The Roaring Meg was a good tavern, popular with its regulars, especially those whose wives liked them to keep safe company. The long taproom was wainscoted and sanded, with a low, pargeted ceiling that years of pipe smoke had rendered the colour of old ivory. In winter, warmth was provided by two hearths, one at each gable end, in which Makepeace always kept a branch of balsam burning among other logs to mix its nose-clearing property with the smell of hams curing in a corner of one chimney and the whale oil of the tavern’s lamps, beeswax from the settles, ale, rum and flip.

This evening the door to the jetty stood ajar to encourage a draught between it and the open front door. With the sun’s heat blocked as it lowered behind the tavern, the jetty was in blue shade and set with benches for those who wished to contemplate the view.

Few did. The Meg’s customers were mostly from maritime trades and wanted relief from the task-mistress they served by day.

The room reflected the aversion. A grandmother clock stood in a nook, but there were no decorations on the walls, no sharks’ teeth, no whale skeletons, no floats nor fishnets – such things were for sightseers and inns safely tucked away in town. For the Meg’s customers the sea’s mementoes were on gravestones in the local churchyards; they needed no others.

‘Going rioting again?’ she asked, serving the early-comers.

‘Ain’t riotin’, Makepeace,’ Zeobab Fairlee said severely. ‘It’s called protestin’ agin bein’ – what is it Sam Adams says we are?’

‘Miserably burdened an’ oppressed with taxes,’ Jack Greenleaf told him.

‘Ain’t nobody more miserably burdened and oppressed’n me,’ Makepeace said. ‘A pound a year, a pound a year I pay King George in Stamp Tax for the privilege of serving you gents good ale, but I ain’t out there killing people for it.’
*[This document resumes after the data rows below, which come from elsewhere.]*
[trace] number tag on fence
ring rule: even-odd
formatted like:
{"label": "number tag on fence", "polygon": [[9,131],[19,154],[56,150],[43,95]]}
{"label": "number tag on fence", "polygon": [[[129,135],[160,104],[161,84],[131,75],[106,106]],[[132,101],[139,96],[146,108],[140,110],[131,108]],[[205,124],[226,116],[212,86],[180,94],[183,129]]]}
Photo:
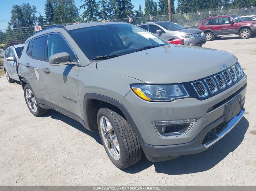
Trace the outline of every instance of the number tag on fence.
{"label": "number tag on fence", "polygon": [[35,27],[35,30],[36,31],[39,31],[42,30],[42,27],[41,26],[38,26],[37,27]]}

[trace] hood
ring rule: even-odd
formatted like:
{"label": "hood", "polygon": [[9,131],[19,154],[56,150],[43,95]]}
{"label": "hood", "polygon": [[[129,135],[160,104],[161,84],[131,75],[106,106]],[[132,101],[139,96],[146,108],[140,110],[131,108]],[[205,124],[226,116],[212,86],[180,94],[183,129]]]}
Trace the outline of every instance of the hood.
{"label": "hood", "polygon": [[172,84],[197,80],[220,72],[237,59],[220,50],[183,45],[166,45],[97,63],[97,68],[139,80],[146,84]]}
{"label": "hood", "polygon": [[187,29],[181,29],[181,30],[170,30],[175,32],[180,32],[181,33],[182,33],[182,34],[194,34],[195,33],[201,33],[203,31],[200,29],[194,29],[192,28],[189,28]]}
‘Terrify King George if you was, though,’ Fairlee said.

‘Who’s killin’ people?’ Sugar Bart stood in the doorway, his crutch under his armpit.
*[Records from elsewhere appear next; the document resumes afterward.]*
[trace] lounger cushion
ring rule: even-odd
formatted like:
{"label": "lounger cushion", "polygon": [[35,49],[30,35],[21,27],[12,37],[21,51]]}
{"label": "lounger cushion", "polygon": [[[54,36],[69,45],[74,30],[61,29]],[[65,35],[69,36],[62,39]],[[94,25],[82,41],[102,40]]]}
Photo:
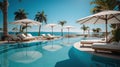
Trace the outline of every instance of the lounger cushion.
{"label": "lounger cushion", "polygon": [[21,39],[26,38],[25,34],[18,34],[17,36],[20,37]]}
{"label": "lounger cushion", "polygon": [[31,34],[27,34],[27,37],[33,37]]}
{"label": "lounger cushion", "polygon": [[112,45],[119,45],[119,42],[112,42]]}
{"label": "lounger cushion", "polygon": [[120,45],[113,45],[111,43],[103,44],[103,43],[94,43],[92,45],[94,49],[113,49],[113,50],[120,50]]}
‘I heard as how George Piggott got tarred and feathered down South End last night,’ Makepeace said quickly.

‘Tarrin’ and featherin’ ain’t killin’, Makepeace,’ Zeobab said. ‘Just a gentle tap on the shoulder, tarrin’ is.’

‘I’d not’ve tarred that Tory-lover,’ Sugar Bart said, ‘I’d’ve strung the bastard from his eyelids ’n’ flayed him.’

He tip-tapped his way awkwardly across the floor to his chair by the grate, turned, balanced, kicked the chair into position and fell into it, his stump in its neatly folded and sewn breech-leg sticking into space. Nobody helped him.

Immediately the injured man upstairs became a presence; Makepeace had to stop herself glancing at the ceiling through which, it seemed to her, he would drop any second, like the descending sword of Damocles. Bart’s virulence was convincing; she had no doubt that, should he discover him, he would contrive to have the Englishman killed before he could talk. Unlike most of those who’d indulged in smuggling – a decent occupation – Bart kept contact with the criminal dens of Cable Street and the surrounding alleys, never short of money for rum and tobacco. Whenever he hopped into the Roaring Meg its landlady was reminded that her tavern was a thin flame of civilization in a very dark jungle. And never more so than tonight.

Act normal, she told herself. She said evenly: ‘No cussing here, Mr Stubbs, I thank you.’ She heated some flip, took it to him, putting a barrel table where he could reach it, and lit him a pipe.